Tullow Oil intends to maintain its yearly investment of Sh1.6 billion ($10 million) in Kenya’s oil project, demonstrating a continued commitment to the project that has persisted since its discovery in 2012.
The British oil explorer, in the latest trading update, said it plans to trim its overall capital spending across countries it has a presence in from $380 million (Sh61.95 billion) to $250 million (Sh40.76 billion) as it takes a drilling break in Ghana.
Kenya’s budget for this year is the same as that spent last year and will be equal to four percent of Tullow’s planned overall capital spending.
Tullow will formally issue the full-year trading results in March, in which it is expected to give further details on the progress of Kenya’s oil project. The project has suffered several setbacks, delaying key decisions.
TotalEnergies and Africa Oil Corp, who held a 25 percent stake each in project oil Kenya, pulled out in May last year over what was explained as “differing internal strategic reasons,” leaving the London-listed firm alone in the oilfields.
The withdrawal of the two firms left Tullow as the sole partner in the project, a development it said created a more flexible proposition for a strategic partnership. Tullow said it was continuing with discussions with several interested parties.

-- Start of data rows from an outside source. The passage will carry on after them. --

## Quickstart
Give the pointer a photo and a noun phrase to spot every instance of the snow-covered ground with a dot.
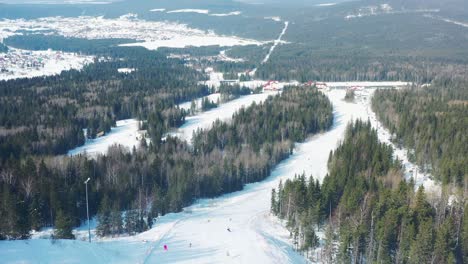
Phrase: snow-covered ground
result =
(199, 234)
(199, 11)
(215, 97)
(204, 12)
(277, 42)
(382, 9)
(53, 2)
(125, 133)
(149, 34)
(126, 70)
(411, 170)
(326, 4)
(366, 84)
(459, 23)
(17, 63)
(224, 113)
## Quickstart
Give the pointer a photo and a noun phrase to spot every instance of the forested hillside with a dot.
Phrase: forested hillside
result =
(3, 48)
(47, 115)
(366, 206)
(168, 174)
(432, 122)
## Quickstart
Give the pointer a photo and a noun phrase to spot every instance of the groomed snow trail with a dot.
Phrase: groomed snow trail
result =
(199, 234)
(224, 113)
(275, 43)
(255, 237)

There has also been a delay in getting approval on its final field development plan (FDP)—a document that outlines how Tullow intends to develop the oil fields, forecasts production and costs, as well as how it plans to manage the impact of the project on the environment and society.

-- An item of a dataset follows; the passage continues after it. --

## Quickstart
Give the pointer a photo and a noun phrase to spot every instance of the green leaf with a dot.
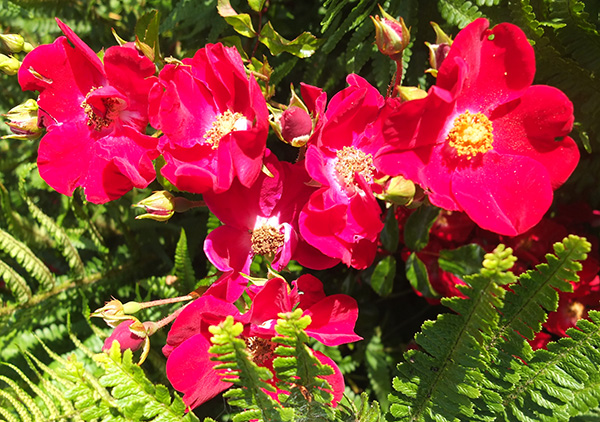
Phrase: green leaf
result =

Tullow, together with TotalEnergies and Africa Oil Corp., submitted the plan for approval to the Energy Ministry and the Energy and Petroleum Regulatory Authority in March last year, before the two partners pulled out.
The plan was based on a life-of-field resource of 585 million barrels gross, an initial plateau production of 120,000 barrels of oil per day, and a capital investment of $3.4 billion (Sh554.3 billion) for the first oil.
Tullow was expecting the approval process, including ratification by Parliament, to conclude last year, but this did not happen, even as its two partners pulled out.
The firm re-evaluated the risks of reaching a final investment decision due to the departure of two partners, resulting in a $9 million (Sh1.47 billion) impairment.